Looks like (according to Intel) it's only the lower end Pentium / Celeron / Atom stuff; it wouldn't be useful for the kinds of chips people are most interested in circumventing ME for, though perhaps there are things that are useful to learn…
Also mildly interesting, Dmitry Sklyarov was credited… appears to be the same one from Elcomsoft that got arrested at one point because Adobe complained (and DMCA).
>They're not impenetrable per se, but iPhone is pretty secure, even with physical access.
Citation seriously needed for this bold statement.
Apple is not known for timely patches for their vulnerabilities, so no, you don't even need physical access to compromise iPhones, RCE vulns not acknowledged by Apple will do just fine. Just ask shady Israeli/Saudi security companies.
Also, nothing is ever impenetrable. In cybersecurity, if your opponent has physical access to your device then it's considered game over and you have to wipe or even throw it away. That's why burner devices are heavily used.
Plus, what do iPhones have to do with the Intel chips here anyway?
Wow! Every week it seems on HN there are articles about the porous nature of iPhone impenetrability. Everything from zero click attacks in iMessages that have been unpatched since iOS 4 to Wi-Fi bugs that could be exploited for remote code execution without any user interaction at all. The problem that these exist is not even the issue. It's the glaring number and breadth of the exploits that make it likely these are just the tip of the iceberg. Apple has been sleeping at at wheel with regards to security and I can't imagine short of a "Snow Leopard" style crusade to fix security (back then it was performance), that this is going to change anytime soon.
There is also a whole series of Atom processor made for 5G telecom appliances, the kind of thing where security definitely matters.
The Atom C3000 series is also widely used in NAS because it supports ECC memory and can be passively cooled while still being performant enough to not be a bottleneck.
"may allow escalation of privilege" - from being a mere consumer to an actual owner? All advantages as far as I can see, but of course to the authoritarian corporatocracy it's a vulnerability...
I really miss the days when Intel basically released all the documentation you needed to build a computer around their CPUs. The Pentium was when they started being secretive.
You're not an "actual owner" if non-ring-0 code you run on your processor can gain ring 0.

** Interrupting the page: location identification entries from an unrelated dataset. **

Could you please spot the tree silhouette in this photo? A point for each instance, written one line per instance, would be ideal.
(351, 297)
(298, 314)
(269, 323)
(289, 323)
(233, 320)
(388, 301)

I agree that there is value in having control over your devices. But control, by its nature, must be limited. If everyone controls your device, nobody does, certainly not you.
Uh oh, looks like someone left the DF* (DF-star, a.k.a. design for X) features accessible and not fused-off. The links on the intel page don't show any details, nor does googling the CVE.
One of the researchers (@_markel___) put out a tweet with more information
> After a year of the coordinated disclosure process, we (+
@h0t_max and @_Dmit ) can finally share: we found a reliable, not damaging way to extract the security fuses (Chipset + EPID root keys) from the Intel platforms.
These kind of disclosures are the accepted practice in this security space. People and organizations more-or-less help each other out, help users, and play by the rules.
There are some who disagree the process is good, works well, or actually achieves its goals. However most (not all) go along with it and don't moralize about corporate strategy or try to hold their vulnerability discoveries over a company as some kind of activism.
I think it's pretty safe to say they don't think they are heroes for working with the vendor, they are probably quite rightly proud of their discovery and work though.
You comment seems unnecessarily hostile toward them.
An organization like Intel has extremely complicated strategies and estimations of what they deem "necessary". Whether you personally like it or not, a company has some leeway to do their own thing with the products they sell.
> Those who help the enemy, should also be considered enemies.
And you have purchased no products that contain any parts or other companies that license Intel's IP because that benefits Intel in the form of revenue in any way. What computers, phones, etc do you use, then, that come from companies which don't act in any user hostile ways?
Is there any team that has done more public work on ME transparency than Positive Technologies? Unlike others that withhold all information for embargoed announcements, they continually publish updates on their research.
> Intel recommends that users of affected Intel® Processors update to the latest version provided by the system manufacturer that addresses these issues.
Also mildly interesting, Dmitry Sklyarov was credited… appears to be the same one from Elcomsoft that got arrested at one point because Adobe complained (and DMCA).